Boarding, Bed-Hiding, and Other Dangers of Appearing Poor
The US’s troubled ER’s came into media focus again recently as a woman waiting for care collapsed and was ignored by hospital personnel:
Zachary F. Meisel and Jesse M. Pines have done a great job exposing how our health care finance system plays an important role in such tragedies:
[W]hat’s largely missing from this story is the likely cause of Green’s pulmonary embolism. The answer lies in a . . . systematic and widespread danger in hospital care: E.R. waits. Why was Green sitting and waiting while blood pooled in her legs? Despite increasing evidence that crowded E.R.s can be hazardous to your health, hospitals have incentives to keep their E.R. patients waiting. As a result, there has been an explosion in E.R. wait times over the past few years, even for those who are the sickest.
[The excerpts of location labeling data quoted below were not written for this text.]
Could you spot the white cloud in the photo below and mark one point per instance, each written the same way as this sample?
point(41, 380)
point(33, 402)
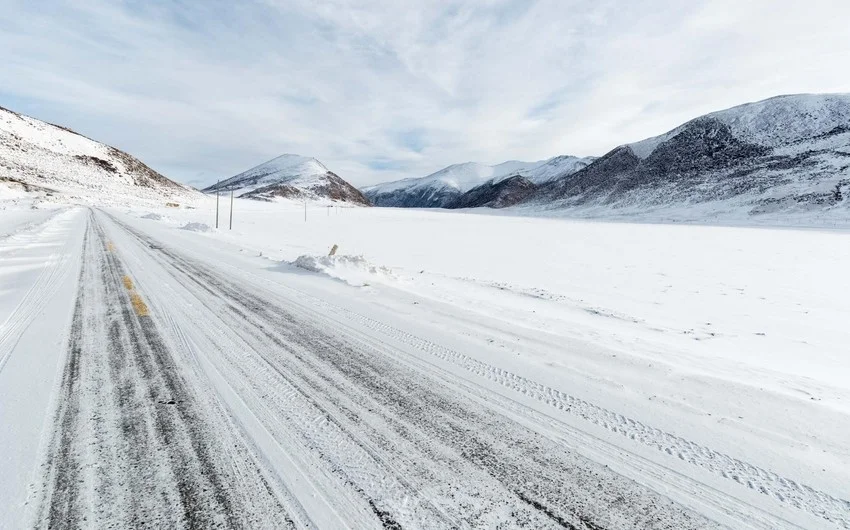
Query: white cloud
point(383, 89)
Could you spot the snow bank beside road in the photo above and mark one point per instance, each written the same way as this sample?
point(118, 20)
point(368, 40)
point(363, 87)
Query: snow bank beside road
point(354, 270)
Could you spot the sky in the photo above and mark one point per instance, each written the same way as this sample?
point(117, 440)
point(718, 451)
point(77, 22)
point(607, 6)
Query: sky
point(383, 89)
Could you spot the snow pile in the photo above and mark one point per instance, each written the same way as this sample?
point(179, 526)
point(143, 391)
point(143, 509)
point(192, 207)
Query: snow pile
point(196, 227)
point(354, 270)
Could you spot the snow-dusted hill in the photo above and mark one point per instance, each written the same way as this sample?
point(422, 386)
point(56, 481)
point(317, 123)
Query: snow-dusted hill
point(38, 159)
point(291, 177)
point(785, 154)
point(445, 187)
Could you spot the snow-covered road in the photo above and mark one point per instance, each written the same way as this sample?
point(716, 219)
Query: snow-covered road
point(195, 386)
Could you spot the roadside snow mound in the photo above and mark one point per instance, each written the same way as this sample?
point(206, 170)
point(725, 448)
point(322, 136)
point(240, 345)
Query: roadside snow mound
point(196, 227)
point(353, 270)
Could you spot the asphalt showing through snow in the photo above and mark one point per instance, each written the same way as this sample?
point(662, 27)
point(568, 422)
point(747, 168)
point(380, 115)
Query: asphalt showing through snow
point(199, 399)
point(131, 447)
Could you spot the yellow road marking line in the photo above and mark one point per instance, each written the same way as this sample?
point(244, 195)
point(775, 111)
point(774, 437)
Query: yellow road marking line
point(139, 304)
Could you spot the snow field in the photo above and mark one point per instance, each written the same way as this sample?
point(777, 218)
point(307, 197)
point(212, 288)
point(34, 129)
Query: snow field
point(731, 336)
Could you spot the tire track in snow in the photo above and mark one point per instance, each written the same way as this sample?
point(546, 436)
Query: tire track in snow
point(783, 489)
point(132, 447)
point(424, 415)
point(53, 271)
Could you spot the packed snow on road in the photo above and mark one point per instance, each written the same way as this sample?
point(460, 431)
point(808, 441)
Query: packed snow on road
point(436, 370)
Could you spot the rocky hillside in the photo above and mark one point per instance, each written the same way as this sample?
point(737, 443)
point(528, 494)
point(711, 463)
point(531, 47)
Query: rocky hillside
point(789, 153)
point(58, 164)
point(445, 188)
point(291, 177)
point(506, 192)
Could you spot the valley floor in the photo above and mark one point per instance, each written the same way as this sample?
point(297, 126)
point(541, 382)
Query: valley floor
point(442, 370)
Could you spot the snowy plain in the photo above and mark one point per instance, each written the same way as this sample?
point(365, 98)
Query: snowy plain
point(705, 363)
point(736, 336)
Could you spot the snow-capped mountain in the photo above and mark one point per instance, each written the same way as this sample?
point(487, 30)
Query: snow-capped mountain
point(55, 163)
point(781, 154)
point(291, 177)
point(446, 186)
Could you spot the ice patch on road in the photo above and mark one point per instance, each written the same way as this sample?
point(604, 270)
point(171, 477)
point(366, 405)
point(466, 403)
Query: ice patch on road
point(353, 270)
point(196, 227)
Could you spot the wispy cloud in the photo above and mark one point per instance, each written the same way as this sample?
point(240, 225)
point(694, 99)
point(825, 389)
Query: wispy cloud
point(379, 89)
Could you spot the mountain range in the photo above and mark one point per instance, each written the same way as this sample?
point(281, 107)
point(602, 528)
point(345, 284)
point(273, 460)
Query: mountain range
point(290, 177)
point(784, 153)
point(444, 188)
point(53, 162)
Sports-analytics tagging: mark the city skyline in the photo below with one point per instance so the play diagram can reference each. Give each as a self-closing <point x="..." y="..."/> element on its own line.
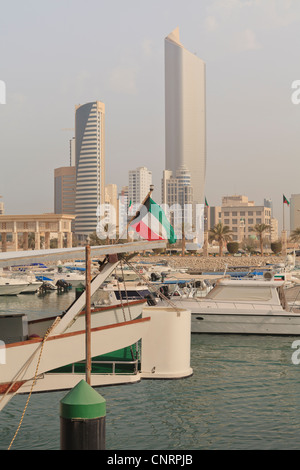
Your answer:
<point x="252" y="124"/>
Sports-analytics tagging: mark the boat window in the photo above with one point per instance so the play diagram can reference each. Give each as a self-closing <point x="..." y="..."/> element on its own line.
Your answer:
<point x="239" y="293"/>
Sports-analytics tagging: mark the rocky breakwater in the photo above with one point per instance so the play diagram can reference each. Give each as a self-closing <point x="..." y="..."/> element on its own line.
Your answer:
<point x="210" y="263"/>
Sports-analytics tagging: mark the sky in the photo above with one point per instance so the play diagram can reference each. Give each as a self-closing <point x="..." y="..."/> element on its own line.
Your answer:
<point x="56" y="54"/>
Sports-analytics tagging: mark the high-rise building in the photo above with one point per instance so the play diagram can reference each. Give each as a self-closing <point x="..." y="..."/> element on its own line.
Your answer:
<point x="64" y="190"/>
<point x="90" y="165"/>
<point x="140" y="181"/>
<point x="269" y="203"/>
<point x="177" y="189"/>
<point x="185" y="113"/>
<point x="1" y="207"/>
<point x="241" y="215"/>
<point x="294" y="211"/>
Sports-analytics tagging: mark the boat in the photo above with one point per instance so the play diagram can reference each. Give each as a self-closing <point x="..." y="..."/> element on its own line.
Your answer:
<point x="10" y="286"/>
<point x="242" y="307"/>
<point x="34" y="354"/>
<point x="128" y="291"/>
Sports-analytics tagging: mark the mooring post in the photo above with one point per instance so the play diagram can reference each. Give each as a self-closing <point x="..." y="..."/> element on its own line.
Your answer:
<point x="82" y="419"/>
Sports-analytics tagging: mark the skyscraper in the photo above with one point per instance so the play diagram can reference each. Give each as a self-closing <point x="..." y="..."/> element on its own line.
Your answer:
<point x="185" y="114"/>
<point x="90" y="165"/>
<point x="139" y="184"/>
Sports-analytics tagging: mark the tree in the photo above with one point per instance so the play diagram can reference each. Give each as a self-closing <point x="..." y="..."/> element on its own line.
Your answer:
<point x="260" y="229"/>
<point x="94" y="240"/>
<point x="221" y="234"/>
<point x="295" y="235"/>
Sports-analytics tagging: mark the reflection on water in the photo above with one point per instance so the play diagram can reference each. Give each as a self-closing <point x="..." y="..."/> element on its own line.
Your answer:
<point x="244" y="394"/>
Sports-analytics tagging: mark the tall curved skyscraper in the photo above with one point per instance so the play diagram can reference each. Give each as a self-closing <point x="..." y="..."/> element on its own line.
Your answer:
<point x="185" y="113"/>
<point x="90" y="165"/>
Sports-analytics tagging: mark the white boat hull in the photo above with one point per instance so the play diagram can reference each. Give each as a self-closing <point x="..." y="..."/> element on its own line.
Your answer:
<point x="12" y="289"/>
<point x="256" y="324"/>
<point x="22" y="358"/>
<point x="100" y="316"/>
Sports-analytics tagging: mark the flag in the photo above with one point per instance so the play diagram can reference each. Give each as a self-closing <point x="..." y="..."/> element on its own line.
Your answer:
<point x="285" y="201"/>
<point x="151" y="223"/>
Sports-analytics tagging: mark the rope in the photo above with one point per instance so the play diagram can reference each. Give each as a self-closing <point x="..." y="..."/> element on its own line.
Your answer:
<point x="34" y="380"/>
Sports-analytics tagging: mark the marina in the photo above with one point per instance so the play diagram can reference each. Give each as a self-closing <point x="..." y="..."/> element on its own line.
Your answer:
<point x="243" y="395"/>
<point x="243" y="387"/>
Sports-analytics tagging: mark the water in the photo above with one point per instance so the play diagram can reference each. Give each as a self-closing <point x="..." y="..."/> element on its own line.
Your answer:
<point x="244" y="394"/>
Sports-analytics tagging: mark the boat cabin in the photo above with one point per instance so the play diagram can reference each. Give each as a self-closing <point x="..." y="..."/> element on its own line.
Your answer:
<point x="250" y="291"/>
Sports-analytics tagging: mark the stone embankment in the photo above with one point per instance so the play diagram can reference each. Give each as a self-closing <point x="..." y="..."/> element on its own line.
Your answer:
<point x="204" y="264"/>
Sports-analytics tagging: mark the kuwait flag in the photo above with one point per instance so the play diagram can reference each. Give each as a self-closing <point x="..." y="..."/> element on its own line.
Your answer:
<point x="151" y="223"/>
<point x="285" y="201"/>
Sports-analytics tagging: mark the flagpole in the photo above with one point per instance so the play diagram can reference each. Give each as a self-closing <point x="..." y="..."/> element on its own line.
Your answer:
<point x="134" y="216"/>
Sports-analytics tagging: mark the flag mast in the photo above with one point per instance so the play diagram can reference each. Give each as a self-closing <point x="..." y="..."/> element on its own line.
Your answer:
<point x="134" y="216"/>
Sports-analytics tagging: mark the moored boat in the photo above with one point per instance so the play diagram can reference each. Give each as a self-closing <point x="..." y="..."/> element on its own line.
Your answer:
<point x="243" y="307"/>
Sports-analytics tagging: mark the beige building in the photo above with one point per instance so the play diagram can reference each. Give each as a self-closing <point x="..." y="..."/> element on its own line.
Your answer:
<point x="13" y="227"/>
<point x="64" y="190"/>
<point x="241" y="215"/>
<point x="1" y="207"/>
<point x="294" y="211"/>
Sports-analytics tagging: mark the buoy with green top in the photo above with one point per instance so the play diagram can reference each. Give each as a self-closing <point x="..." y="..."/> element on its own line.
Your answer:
<point x="82" y="419"/>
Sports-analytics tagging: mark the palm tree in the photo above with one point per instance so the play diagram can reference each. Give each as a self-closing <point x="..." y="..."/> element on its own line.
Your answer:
<point x="260" y="229"/>
<point x="295" y="235"/>
<point x="220" y="233"/>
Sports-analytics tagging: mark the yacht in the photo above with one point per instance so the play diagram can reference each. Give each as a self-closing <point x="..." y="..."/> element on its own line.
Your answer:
<point x="242" y="307"/>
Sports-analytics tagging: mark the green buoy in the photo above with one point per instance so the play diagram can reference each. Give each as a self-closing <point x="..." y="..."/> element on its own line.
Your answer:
<point x="82" y="419"/>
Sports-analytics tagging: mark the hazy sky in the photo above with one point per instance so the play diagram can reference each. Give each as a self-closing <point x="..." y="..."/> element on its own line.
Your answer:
<point x="59" y="53"/>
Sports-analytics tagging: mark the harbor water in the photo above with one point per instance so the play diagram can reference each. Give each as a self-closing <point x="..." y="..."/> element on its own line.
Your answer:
<point x="244" y="394"/>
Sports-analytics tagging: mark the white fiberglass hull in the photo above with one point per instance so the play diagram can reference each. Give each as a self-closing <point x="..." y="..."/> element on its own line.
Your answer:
<point x="21" y="359"/>
<point x="256" y="324"/>
<point x="239" y="319"/>
<point x="12" y="289"/>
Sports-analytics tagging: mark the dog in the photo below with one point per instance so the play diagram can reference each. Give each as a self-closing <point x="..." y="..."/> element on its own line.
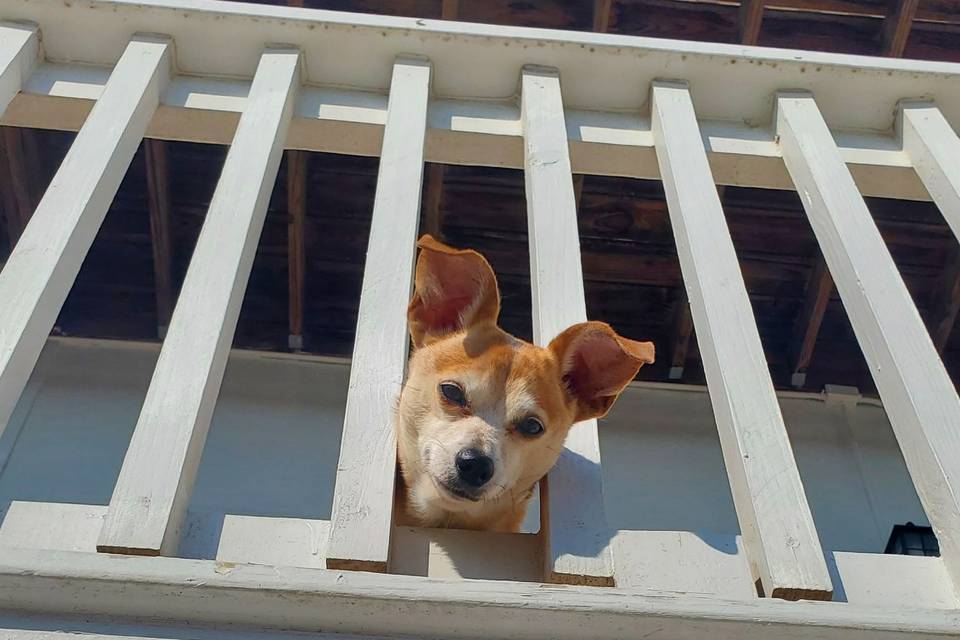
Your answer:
<point x="483" y="415"/>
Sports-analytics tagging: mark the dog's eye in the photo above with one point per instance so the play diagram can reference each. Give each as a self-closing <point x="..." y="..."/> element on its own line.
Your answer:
<point x="530" y="427"/>
<point x="453" y="392"/>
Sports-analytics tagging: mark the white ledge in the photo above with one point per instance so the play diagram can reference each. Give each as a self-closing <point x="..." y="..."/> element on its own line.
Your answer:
<point x="207" y="592"/>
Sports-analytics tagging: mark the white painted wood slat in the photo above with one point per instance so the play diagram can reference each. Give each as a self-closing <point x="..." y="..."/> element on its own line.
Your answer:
<point x="576" y="537"/>
<point x="934" y="150"/>
<point x="19" y="54"/>
<point x="45" y="261"/>
<point x="156" y="480"/>
<point x="361" y="520"/>
<point x="917" y="393"/>
<point x="778" y="530"/>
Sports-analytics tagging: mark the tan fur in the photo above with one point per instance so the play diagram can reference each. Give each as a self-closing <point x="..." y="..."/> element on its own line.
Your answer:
<point x="453" y="326"/>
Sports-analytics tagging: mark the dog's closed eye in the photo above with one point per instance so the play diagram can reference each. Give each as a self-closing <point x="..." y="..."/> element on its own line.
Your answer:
<point x="453" y="393"/>
<point x="530" y="427"/>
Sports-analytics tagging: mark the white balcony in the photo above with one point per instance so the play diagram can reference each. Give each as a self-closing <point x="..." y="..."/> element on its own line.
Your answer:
<point x="164" y="490"/>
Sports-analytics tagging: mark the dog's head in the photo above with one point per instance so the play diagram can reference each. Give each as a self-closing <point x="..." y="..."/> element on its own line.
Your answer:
<point x="483" y="415"/>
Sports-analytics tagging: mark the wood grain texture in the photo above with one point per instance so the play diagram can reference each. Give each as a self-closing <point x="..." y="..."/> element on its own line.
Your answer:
<point x="19" y="53"/>
<point x="601" y="15"/>
<point x="945" y="303"/>
<point x="749" y="21"/>
<point x="897" y="25"/>
<point x="778" y="530"/>
<point x="576" y="538"/>
<point x="296" y="244"/>
<point x="158" y="201"/>
<point x="362" y="515"/>
<point x="41" y="269"/>
<point x="156" y="480"/>
<point x="933" y="147"/>
<point x="918" y="395"/>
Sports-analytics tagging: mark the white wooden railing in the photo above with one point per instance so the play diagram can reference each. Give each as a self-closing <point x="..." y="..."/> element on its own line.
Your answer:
<point x="833" y="127"/>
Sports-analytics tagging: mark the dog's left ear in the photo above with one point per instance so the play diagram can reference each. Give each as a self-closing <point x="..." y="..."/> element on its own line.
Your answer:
<point x="597" y="364"/>
<point x="455" y="289"/>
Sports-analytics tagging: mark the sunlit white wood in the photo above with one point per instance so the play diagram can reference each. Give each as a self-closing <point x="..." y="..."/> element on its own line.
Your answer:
<point x="895" y="581"/>
<point x="918" y="395"/>
<point x="156" y="480"/>
<point x="472" y="132"/>
<point x="683" y="562"/>
<point x="44" y="263"/>
<point x="225" y="39"/>
<point x="285" y="542"/>
<point x="209" y="593"/>
<point x="934" y="150"/>
<point x="576" y="537"/>
<point x="52" y="526"/>
<point x="778" y="531"/>
<point x="19" y="54"/>
<point x="361" y="520"/>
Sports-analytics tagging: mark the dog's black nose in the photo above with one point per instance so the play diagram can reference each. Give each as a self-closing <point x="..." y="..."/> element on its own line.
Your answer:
<point x="475" y="469"/>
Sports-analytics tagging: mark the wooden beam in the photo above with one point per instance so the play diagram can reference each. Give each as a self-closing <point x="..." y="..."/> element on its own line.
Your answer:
<point x="807" y="326"/>
<point x="682" y="332"/>
<point x="296" y="247"/>
<point x="933" y="148"/>
<point x="918" y="395"/>
<point x="897" y="25"/>
<point x="156" y="480"/>
<point x="63" y="584"/>
<point x="433" y="206"/>
<point x="19" y="55"/>
<point x="749" y="21"/>
<point x="778" y="531"/>
<point x="44" y="264"/>
<point x="601" y="15"/>
<point x="362" y="515"/>
<point x="577" y="541"/>
<point x="449" y="10"/>
<point x="945" y="304"/>
<point x="161" y="234"/>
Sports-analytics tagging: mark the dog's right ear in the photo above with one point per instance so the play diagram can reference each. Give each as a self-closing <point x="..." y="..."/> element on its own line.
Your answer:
<point x="455" y="289"/>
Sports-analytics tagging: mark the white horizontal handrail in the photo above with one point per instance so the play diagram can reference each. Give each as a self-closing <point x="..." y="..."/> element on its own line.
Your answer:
<point x="728" y="82"/>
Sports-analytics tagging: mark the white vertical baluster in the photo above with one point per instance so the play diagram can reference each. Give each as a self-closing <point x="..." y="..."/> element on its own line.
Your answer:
<point x="917" y="393"/>
<point x="576" y="534"/>
<point x="362" y="518"/>
<point x="19" y="53"/>
<point x="934" y="150"/>
<point x="43" y="265"/>
<point x="156" y="480"/>
<point x="778" y="530"/>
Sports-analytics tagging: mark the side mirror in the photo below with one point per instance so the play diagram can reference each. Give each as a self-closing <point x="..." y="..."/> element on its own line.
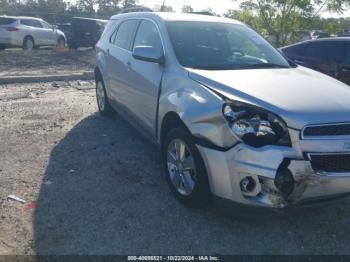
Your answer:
<point x="148" y="54"/>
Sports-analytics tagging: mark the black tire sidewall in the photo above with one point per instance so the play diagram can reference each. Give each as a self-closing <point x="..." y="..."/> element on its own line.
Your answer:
<point x="25" y="42"/>
<point x="63" y="41"/>
<point x="108" y="111"/>
<point x="200" y="195"/>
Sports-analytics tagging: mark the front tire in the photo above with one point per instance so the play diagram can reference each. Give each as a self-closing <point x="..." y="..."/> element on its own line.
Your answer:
<point x="61" y="43"/>
<point x="184" y="169"/>
<point x="102" y="100"/>
<point x="28" y="43"/>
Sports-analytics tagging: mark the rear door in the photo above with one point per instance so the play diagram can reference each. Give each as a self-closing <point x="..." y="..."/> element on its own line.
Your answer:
<point x="325" y="56"/>
<point x="345" y="68"/>
<point x="50" y="33"/>
<point x="7" y="30"/>
<point x="118" y="58"/>
<point x="141" y="96"/>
A major cause for E.R. crowding is the hospital practice of boarding inpatients in emergency departments. This happens when patients who come to the E.R. need to be admitted overnight. If there are no inpatient beds in the hospital (or no extra inpatient nurses on duty that day) then the patient stays in the E.R. long past the completion of the initial emergency work. This is what happened to Green, and it has become widespread and common. The problem is that boarding shifts E.R. resources away from the new patients in the waiting room. . . .
What hospital would promote such a practice? Potentially, those that profit more from boarding, particularly in poorer communities with high numbers of uninsured and Medicaid patients. Imagine you run a hospital. There are two competing sources for inpatient beds. The first source is patients who come in through direct and transfer admissions. They are more likely to come with private insurance and need procedural care, both of which maximize profits. The second source is E.R. patients, who are more likely to be uninsured or have pittance-paying Medicaid and less likely to need high-margin procedures. Do the math: If you fill your hospital with the direct and transfer admissions and maroon the E.R. patients for long periods, you make more money.
The whole point of EMTALA, the law that mandates treatment of ER’s, was to make them a zone within the hospital where ability to pay did not affect quality of care. But given that it was an unfunded mandate, it has had a predictable effect: to gradually starve that one zone of egalitarianism of resources that get diverted to other, more profitable parts of the hospital.